Toplantı sonrasında "müjde" olarak açıklamak istediğini belirten Arınç, Başbakan Recep Tayyip Erdoğan'ın üniversite öğrencileri için harçların kaldırılacağı müjdesinin, bugün bir kararnameyle gerçekleştirildiğini belirtti.
Arınç, şöyle konuştu:
"Sayın başbakanımızın, bakanlarımızın imzaladığı kararnameyle bundan böyle birinci öğretimden katkı payı alınması, yani harçlar tamamen kaldırılmıştır. 2011-2012 öğretim yılı sayısı itibarıyla 1 milyon 524 bin 380 öğrenci bu harçların kaldırılmasından doğrudan istifade edecektir. Aynı şekilde açık öğretimden katkı paylarının alınmasına da son verilmiştir. Yine 2011-2012 eğitim-öğretim yılında 1 milyon 951 bin 494 öğrenci de bundan istifade etmiş olacaktır."
Arınç, birinci öğretimden ve açık öğretimden harçların kaldırılmasının bugün gerçekleştiğini ifade ederek, bu akşam mükerrer veya yarın ki Resmi Gazete'de kararnamenin yayımlanacağını bildirdi.
'Bulgular PKK'yı gösteriyor'
Başbakan Yardımcısı ve Hükümet Sözcüsü Bülent Arınç, Gaziantep'teki patlama ile ilgili, "PKK, şu ana kadar üstlenmemiş olsa bile, elde edilen bilgiler ve bulgular bu eylemin özellikle resmileri, fotoğrafları da neşredilen bir kısmı tutuklanmış bir kısmı halen aranıyor olan faillerini de dikkate aldığımızda, tamamen örgütün işi olduğu herhalde ayan beyan ortaya çıkmış durumdadır" dedi.

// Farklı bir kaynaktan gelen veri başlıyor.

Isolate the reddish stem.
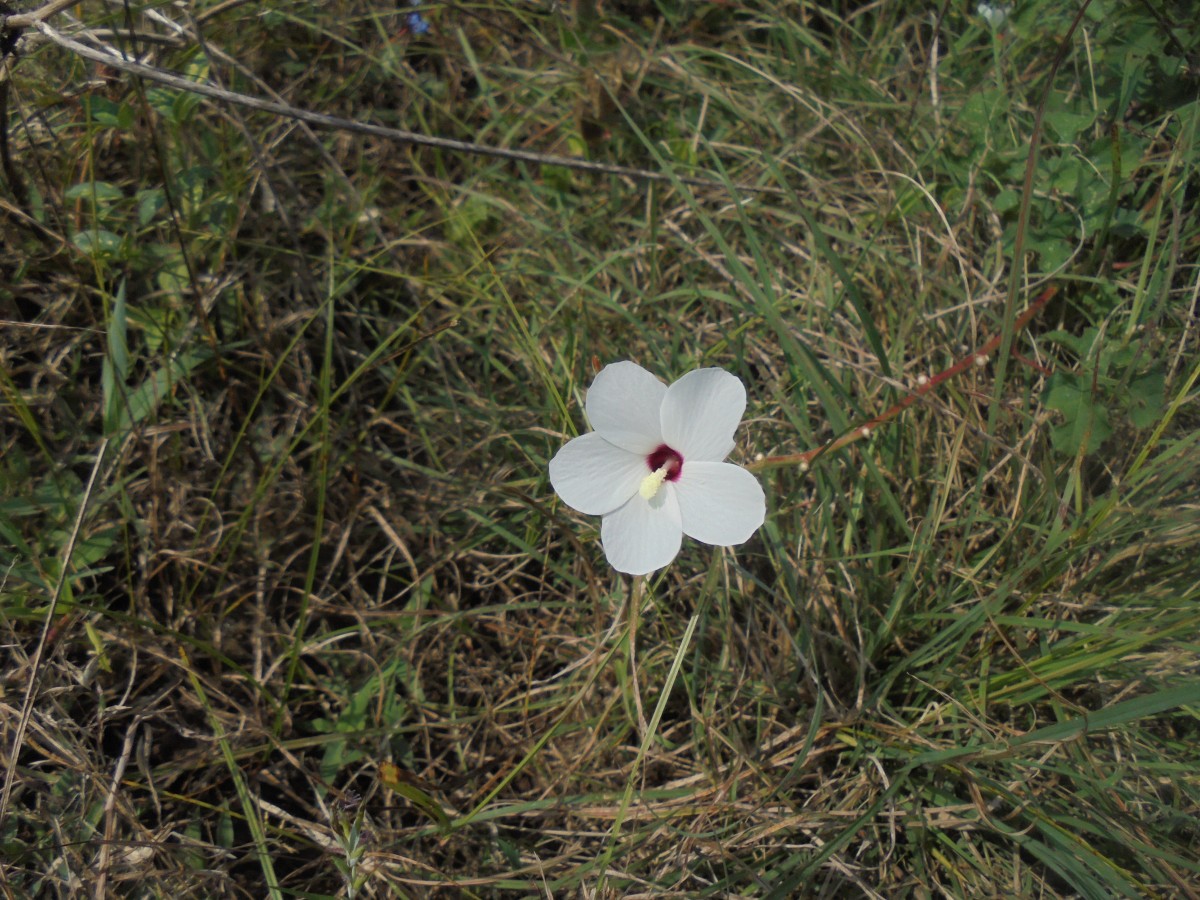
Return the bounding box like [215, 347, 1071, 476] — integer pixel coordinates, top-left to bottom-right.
[746, 287, 1058, 470]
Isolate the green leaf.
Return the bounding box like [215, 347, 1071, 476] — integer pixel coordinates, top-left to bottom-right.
[71, 228, 121, 257]
[100, 280, 130, 436]
[1124, 367, 1166, 428]
[1042, 372, 1112, 456]
[62, 181, 125, 204]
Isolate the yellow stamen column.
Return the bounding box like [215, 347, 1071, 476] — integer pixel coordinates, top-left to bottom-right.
[637, 466, 667, 500]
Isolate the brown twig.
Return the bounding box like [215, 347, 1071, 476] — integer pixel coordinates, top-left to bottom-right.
[21, 21, 782, 194]
[746, 287, 1058, 470]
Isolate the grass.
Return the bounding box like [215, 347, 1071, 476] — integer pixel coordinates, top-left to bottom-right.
[0, 0, 1200, 898]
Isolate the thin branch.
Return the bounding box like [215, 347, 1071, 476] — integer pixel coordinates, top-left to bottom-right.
[746, 287, 1058, 472]
[0, 438, 108, 824]
[25, 21, 782, 193]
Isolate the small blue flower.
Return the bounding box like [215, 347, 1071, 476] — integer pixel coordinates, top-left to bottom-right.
[406, 0, 430, 35]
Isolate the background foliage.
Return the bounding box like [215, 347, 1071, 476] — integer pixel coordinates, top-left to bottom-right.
[0, 0, 1200, 898]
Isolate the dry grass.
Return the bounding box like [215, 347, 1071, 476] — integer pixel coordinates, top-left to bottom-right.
[0, 0, 1200, 898]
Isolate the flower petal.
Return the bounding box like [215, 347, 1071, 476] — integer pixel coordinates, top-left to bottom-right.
[600, 485, 683, 575]
[550, 432, 647, 516]
[662, 368, 746, 460]
[587, 360, 667, 456]
[673, 462, 767, 547]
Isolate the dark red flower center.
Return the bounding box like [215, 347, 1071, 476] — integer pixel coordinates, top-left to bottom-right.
[646, 444, 683, 481]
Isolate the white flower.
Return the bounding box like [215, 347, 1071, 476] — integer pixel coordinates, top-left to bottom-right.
[976, 0, 1013, 30]
[550, 361, 767, 575]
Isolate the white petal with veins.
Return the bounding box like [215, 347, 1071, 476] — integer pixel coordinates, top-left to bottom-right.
[600, 485, 683, 575]
[550, 431, 648, 516]
[587, 360, 667, 455]
[661, 368, 746, 460]
[674, 462, 767, 547]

Arınç, Bakanlar Kurulu toplantısının ardından açıklamalarda bulundu, basın mensuplarının sorularını yanıtladı.
Bülent Arınç, "Gaziantep'teki patlamanın, PKK'nın 'Ses getirecek eylemlerinden' biri olarak mı nitelendirmek gerekir" şeklindeki soruyu yanıtlarken, şehir olarak olayın nerede olabileceğini bilemediklerini ancak daha çok ses getirecek, acıyı daha da büyütecek eylemler konusunda duyumlar ve bilgiye yönelik değerlendirmeler yapıldığını söyledi.
Gaziantep'te meydana gelen olayın, PKK'nın bu niyetlerinin gerçekleşmiş eylemi olarak düşünülebileceğinin altını çizen Arınç, güvenlik güçleri ve istihbarat ekiplerinin bu konuları yakından takip ettiğini ve bunların önlenmesi konusunda adımlar attığını da belirtti.
Arınç, istihbarat şaşırtmacalarına rağmen başka kanalları da kullanarak bu olayların önlenmeye çalışıldığına işaret etti.
Bülent Arınç, "Gaziantep'teki olay çok acı bir olaydır. PKK, şu ana kadar üstlenmemiş olsa bile, elde edilen bilgiler ve bulgular bu eylemin özellikle resmileri fotoğrafları da neşredilen bir kısmı tutuklanmış bir kısmı halen aranıyor olan faillerini de dikkate aldığımızda, tamamen örgütün işi olduğu herhalde ayan beyan ortaya çıkmış durumdadır" ifadesini kullandı.
Soruşturmanın devam ettiğini anımsatan Arınç, faillerin yakalanarak yargıya teslim edileceğini düşündüklerini söyledi.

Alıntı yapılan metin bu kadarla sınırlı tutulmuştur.